Идеи “воды” и “женственности” играют центральную роль в мировоззренческом комплексе даосов: “высшая добродетель подобна воде”. Христианство же принесло с собой мужскую символику - Логос. По словам Иустина Мученика, “весьма смешно употреблять женский вид как образ мысли”, ибо крест есть не что иное как “символ власти и силы”663. Новоевропейский дух “покорения природы”, романтика познавательного дерзания не могли бы возникнуть в мире, который не слышал из века в век: “Царство Божие силою берется и прилагающие усилие восхищают его”.
Очевидно, описание истории науки лишь в терминах накопления фактов и теоретических прозрений недостаточно. Надо привлекать вне-научные, культурные основания.
Можно, конечно, триумфалистски описать историю науки - от Индии к Китаю, от Египта в Грецию и арабам, а затем в Европу. Но как быть в этом случае с мучительными агониями, заполняющими пропасть между ними? Почему везде, кроме Европы, наука оказалась хилым ребенком, умершим вскоре после родов?
Почему китайцы не использовали свои открытия? “В самой духовной подкладке восточной культуры отсутствовало нечто важное, что-то такое, благодаря чему Запад смог породить технологию”.
Как показал Нидем, китайская наука развивалась, пока доконфуцианские философы сохраняли веру в единого Творца - до тех пор, пока не восторжествовало квазипантеистическое отождествление человека и общества с Природой. Теперь уже Природа не мыслилась подчиненной трансцендентному по отношению к ней Разуму - а значит, и человеческий разум не мог предъявлять своих прав на ее познаваемость.
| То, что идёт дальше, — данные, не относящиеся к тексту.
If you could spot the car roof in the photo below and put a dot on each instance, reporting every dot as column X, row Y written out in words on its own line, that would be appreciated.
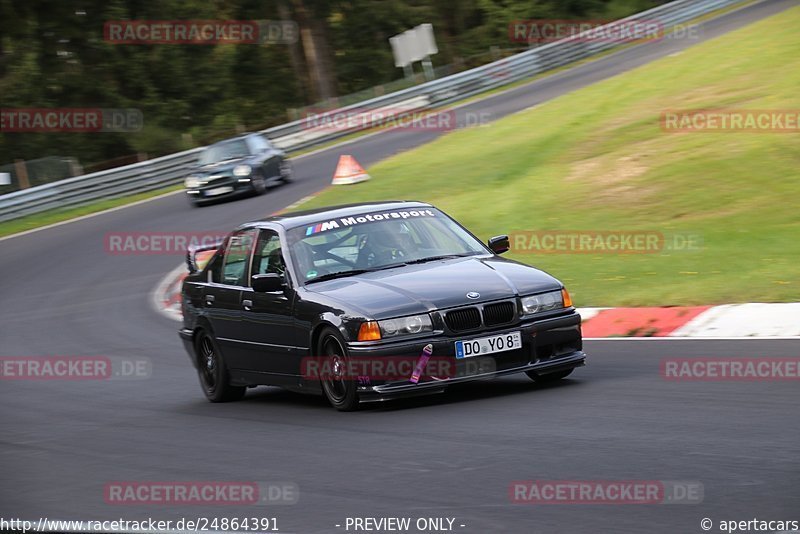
column 307, row 217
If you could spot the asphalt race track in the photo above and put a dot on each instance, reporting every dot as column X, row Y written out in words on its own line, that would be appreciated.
column 452, row 455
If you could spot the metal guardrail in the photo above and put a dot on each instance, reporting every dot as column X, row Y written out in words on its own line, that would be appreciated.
column 294, row 136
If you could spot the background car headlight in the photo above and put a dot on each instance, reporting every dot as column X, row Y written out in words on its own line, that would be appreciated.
column 242, row 170
column 192, row 182
column 413, row 324
column 552, row 300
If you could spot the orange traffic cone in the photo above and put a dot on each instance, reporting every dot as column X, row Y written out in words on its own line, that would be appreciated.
column 348, row 171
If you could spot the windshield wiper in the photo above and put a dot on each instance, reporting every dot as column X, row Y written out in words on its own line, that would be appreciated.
column 434, row 258
column 338, row 274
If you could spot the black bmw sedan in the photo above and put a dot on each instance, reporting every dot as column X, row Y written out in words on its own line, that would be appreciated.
column 246, row 164
column 369, row 302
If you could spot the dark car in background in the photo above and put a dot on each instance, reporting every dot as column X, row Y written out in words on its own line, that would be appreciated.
column 370, row 283
column 246, row 164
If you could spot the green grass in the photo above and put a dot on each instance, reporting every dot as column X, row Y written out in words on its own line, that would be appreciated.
column 597, row 159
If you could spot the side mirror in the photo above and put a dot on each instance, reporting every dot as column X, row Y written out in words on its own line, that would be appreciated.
column 267, row 283
column 499, row 244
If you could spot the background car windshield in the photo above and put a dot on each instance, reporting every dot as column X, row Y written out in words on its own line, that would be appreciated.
column 224, row 151
column 377, row 244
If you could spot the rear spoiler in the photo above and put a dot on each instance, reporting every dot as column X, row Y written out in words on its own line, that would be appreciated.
column 197, row 256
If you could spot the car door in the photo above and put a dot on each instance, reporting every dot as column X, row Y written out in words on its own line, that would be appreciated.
column 267, row 319
column 222, row 297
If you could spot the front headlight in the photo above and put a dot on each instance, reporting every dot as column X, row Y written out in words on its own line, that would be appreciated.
column 552, row 300
column 413, row 324
column 242, row 170
column 192, row 182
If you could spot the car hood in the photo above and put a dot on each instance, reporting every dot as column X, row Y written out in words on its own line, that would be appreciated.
column 435, row 285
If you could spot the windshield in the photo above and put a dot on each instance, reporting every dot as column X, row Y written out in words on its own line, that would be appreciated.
column 224, row 151
column 377, row 240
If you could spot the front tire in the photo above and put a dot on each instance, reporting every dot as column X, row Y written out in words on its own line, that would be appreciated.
column 213, row 373
column 548, row 378
column 339, row 390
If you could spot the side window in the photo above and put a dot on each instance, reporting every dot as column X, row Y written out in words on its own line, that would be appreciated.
column 237, row 255
column 268, row 257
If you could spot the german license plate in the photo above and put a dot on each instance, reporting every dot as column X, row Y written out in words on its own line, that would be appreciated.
column 489, row 345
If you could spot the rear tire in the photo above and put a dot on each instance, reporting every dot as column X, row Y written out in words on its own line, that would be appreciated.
column 340, row 391
column 213, row 373
column 549, row 377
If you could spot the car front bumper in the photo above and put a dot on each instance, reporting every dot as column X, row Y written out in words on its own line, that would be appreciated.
column 548, row 346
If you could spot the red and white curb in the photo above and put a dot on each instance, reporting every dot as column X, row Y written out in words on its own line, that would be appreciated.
column 729, row 321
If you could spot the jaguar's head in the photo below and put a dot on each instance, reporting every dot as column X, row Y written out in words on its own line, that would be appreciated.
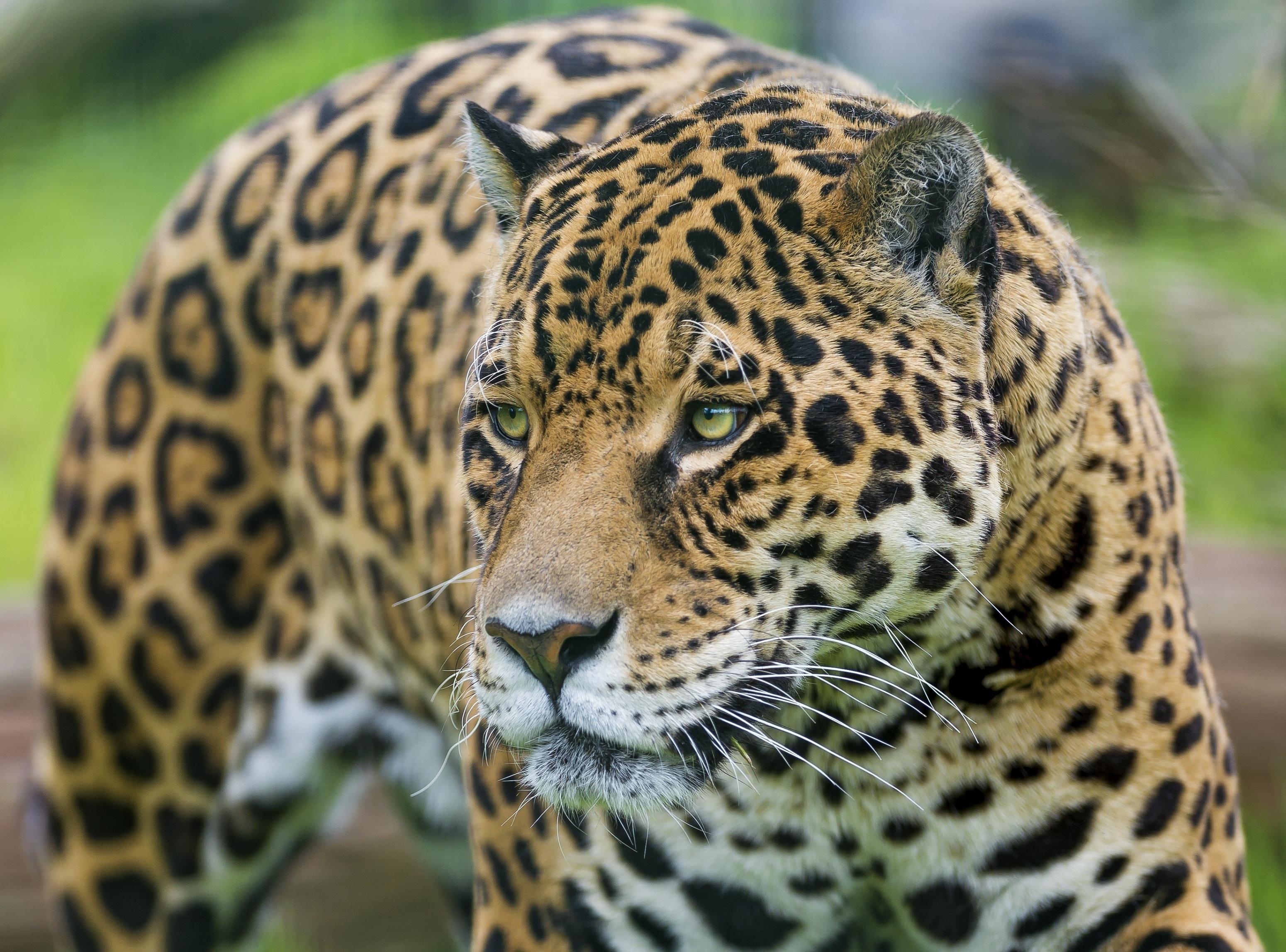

Итак, у той колыбели, которой для новоевропейской науки явились средние века, должны были все время находиться слова Писания: “Бог расположил все мерою, весом и числом” (Прем. 11, 20).
И, наконец, третье условие, необходимое для становления науки: невидимо-идеальный мир постигаемых сущностей должен иметь непосредственное отношение к миру видимых вещей. Ученый не только должен быть убежден в том, что ему есть что познавать за гранью видимых феноменов. Он не только должен быть убежден в том, что эта незримая сфера эйдосов доступна его познанию. Но еще он должен быть убежден, что, изучая незримые - законы математики, - он изучает тем не менее именно видимый мир. По сути это вера в то, что мир идеального воплощен в нашем мире.
Математика была и в Греции. Но ее там не использовали для создания физики. По замечательному выражению Честертона, “древние греки за дриадами не видели леса”.
В. Гейзенберг пишет: “Современная физика с всей определенностью решает вопрос в пользу Платона”. И это слишком поспешное суждение. В том-то и дело, что у Платона математику нельзя было использовать для физики. Нужна была странная реторта средних веков, чтобы разрешить применять законы идеального мира к исследованию мира реального.
Нужно было средневековье, аскетически сводящее мир к Библии, чтобы лишить звезды сакрального статуса, чтобы начать говорить о звездах как о камнях - не рискуя при этом быть убитым возмущенными жрецами. Ведь именно за это Анаксагор был выслан из Афин. Чтобы Коперника не постигла подобная же участь, ему нужен был преп. Мир суеверий и шарлатанов одинаково враждебен универсумам монастырей и университетов.